TTS Options: Kokoro — Voice AI with Local Models (Chapter 6)

Kokoro provides efficient neural text-to-speech using ONNX runtime, enabling CPU inference without GPU requirements. The model produces natural-sounding English voices with fast generation speed.

Install Kokoro and dependencies:

pip install kokoro-onnx soundfile numpy

Download a voice pack. The repository provides multiple voice variants:

# Download a specific voice
wget https://github.com/remsky/KokoroOnnx/raw/refs/heads/main/voices/af_sarah.onnx

Basic inference pipeline:

import soundfile as sf
from kokoro_onnx import Kokoro

kokoro = Kokoro("kokoro-v1.0.onnx", "af_sarah.onnx")

text = "Hello, this is a voice synthesis test."
audio = kokoro.create(text, voice="af_sarah")

sf.write("output.wav", audio, 24000)

The create() method accepts text with SSML markup for pronunciation control. The English voice library covers American, British, and other regional accents.

Kokoro excels at short-to-medium utterances typical of response-driven conversations. Byte length limitations apply to input text length. Breaking longer texts into sentences and concatenating audio maintains natural prosody.

Prosody customization through SSML:

<speak>
  <prosody rate="0.9" pitch="-2st">
    This sentence is slightly slower and lower.
  </prosody>
</speak>

Adjusting rate and pitch preserves emotional tone while fitting timing requirements. Experiment with parameter ranges to find natural-sounding settings for specific content types.

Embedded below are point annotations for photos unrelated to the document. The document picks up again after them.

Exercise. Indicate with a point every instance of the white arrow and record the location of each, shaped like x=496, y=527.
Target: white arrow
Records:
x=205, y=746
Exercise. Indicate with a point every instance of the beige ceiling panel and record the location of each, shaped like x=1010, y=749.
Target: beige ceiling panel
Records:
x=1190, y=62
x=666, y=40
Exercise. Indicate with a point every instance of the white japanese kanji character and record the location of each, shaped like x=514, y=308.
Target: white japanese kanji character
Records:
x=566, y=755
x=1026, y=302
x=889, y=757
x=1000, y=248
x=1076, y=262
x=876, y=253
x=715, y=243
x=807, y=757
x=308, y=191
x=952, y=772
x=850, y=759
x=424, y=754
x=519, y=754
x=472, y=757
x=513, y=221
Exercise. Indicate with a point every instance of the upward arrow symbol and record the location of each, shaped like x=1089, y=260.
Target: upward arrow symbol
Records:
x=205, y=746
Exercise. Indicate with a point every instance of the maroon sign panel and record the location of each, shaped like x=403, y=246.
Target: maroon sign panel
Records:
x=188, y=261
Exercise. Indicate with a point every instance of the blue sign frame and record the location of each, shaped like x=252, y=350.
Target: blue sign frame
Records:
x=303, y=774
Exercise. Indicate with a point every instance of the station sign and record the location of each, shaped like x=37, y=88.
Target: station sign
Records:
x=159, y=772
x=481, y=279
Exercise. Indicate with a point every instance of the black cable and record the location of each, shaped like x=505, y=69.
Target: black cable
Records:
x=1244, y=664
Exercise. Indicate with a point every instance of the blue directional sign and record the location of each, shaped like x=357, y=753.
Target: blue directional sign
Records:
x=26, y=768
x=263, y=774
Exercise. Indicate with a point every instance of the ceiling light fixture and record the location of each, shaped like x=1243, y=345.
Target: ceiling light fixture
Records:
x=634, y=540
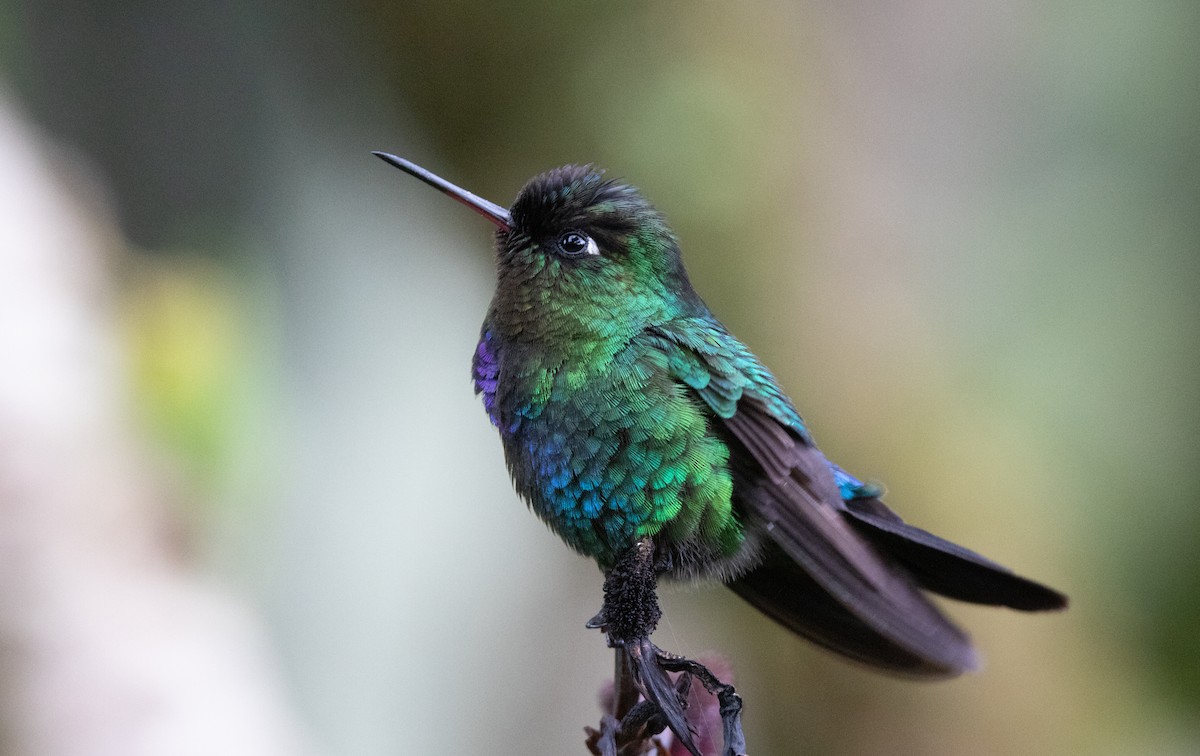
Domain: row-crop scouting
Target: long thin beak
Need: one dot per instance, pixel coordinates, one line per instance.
(490, 210)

Common failure modes involve missing phoneme dictionaries. When unusual words render incorrectly, provide phonetic spelling or use SSML phoneme tags:

<phoneme alphabet="ipa" ph="ˈɛksələn">Excelon</phoneme>

Local verification checkpoint

Run the smallest example from this chapter in a local workspace and record the package version, runtime, data path, and observed output. If the result depends on model size, vector count, CPU/GPU backend, or available memory, note that constraint beside the exercise so the lesson remains reproducible.